A 25.00 mL sample of 1.00 M CH3CO2H is titrated with 1.00 M NaOH....

Question

A 25.00 mL sample of 1.00 M CH3CO2H is titrated with 1.00 M NaOH. Calculate the pH after 30.00 mL of NaOH has been added. (Ka = 1.8 x 10^-5) (a) 6.90 (b) 9.36 (c) 11.54 (d) 12.95

Accepted Answer

Calculate the initial moles of CH3CO2H using the formula: moles = concentration $ \times $ volume. Here, the concentration is 1.00 M and the volume is 25.00 mL.. Calculate the moles of NaOH added using the same formula: moles = concentration $ \times $ volume. The concentration is 1.00 M and the volume is 30.00 mL.. Determine the limiting reactant by comparing the initial moles of CH3CO2H and the moles of NaOH added. Since NaOH is in excess, calculate the moles of NaOH remaining after the reaction.. Use the Henderson-Hasselbalch equation to find the pH of the solution.
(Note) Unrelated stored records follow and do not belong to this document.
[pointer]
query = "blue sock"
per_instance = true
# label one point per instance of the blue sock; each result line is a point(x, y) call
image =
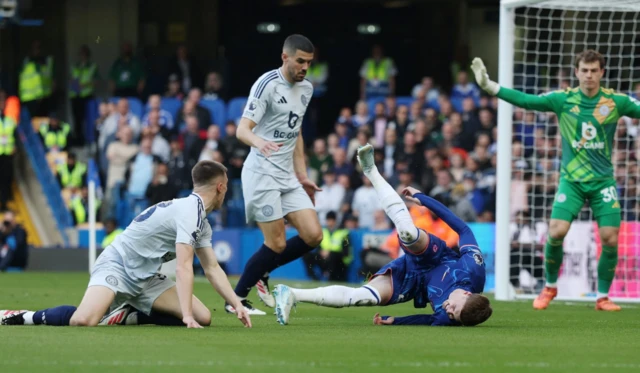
point(58, 316)
point(296, 248)
point(263, 261)
point(158, 318)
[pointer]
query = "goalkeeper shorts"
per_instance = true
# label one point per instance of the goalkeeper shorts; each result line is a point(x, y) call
point(601, 194)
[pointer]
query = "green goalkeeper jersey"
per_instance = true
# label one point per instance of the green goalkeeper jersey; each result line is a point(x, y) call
point(587, 126)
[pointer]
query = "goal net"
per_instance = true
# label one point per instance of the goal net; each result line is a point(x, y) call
point(547, 35)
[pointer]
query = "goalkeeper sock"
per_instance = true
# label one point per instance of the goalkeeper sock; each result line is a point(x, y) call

The equation is: $ \text{pH} = \text{pKa} + \log \left( \frac{[\text{A}^-]}{[\text{HA}]} \right) $, where $ \text{pKa} = -\log(\text{Ka}) $.. Substitute the concentrations of the acetate ion $[\text{A}^-]$ and acetic acid $[\text{HA}]$ into the Henderson-Hasselbalch equation to calculate the pH.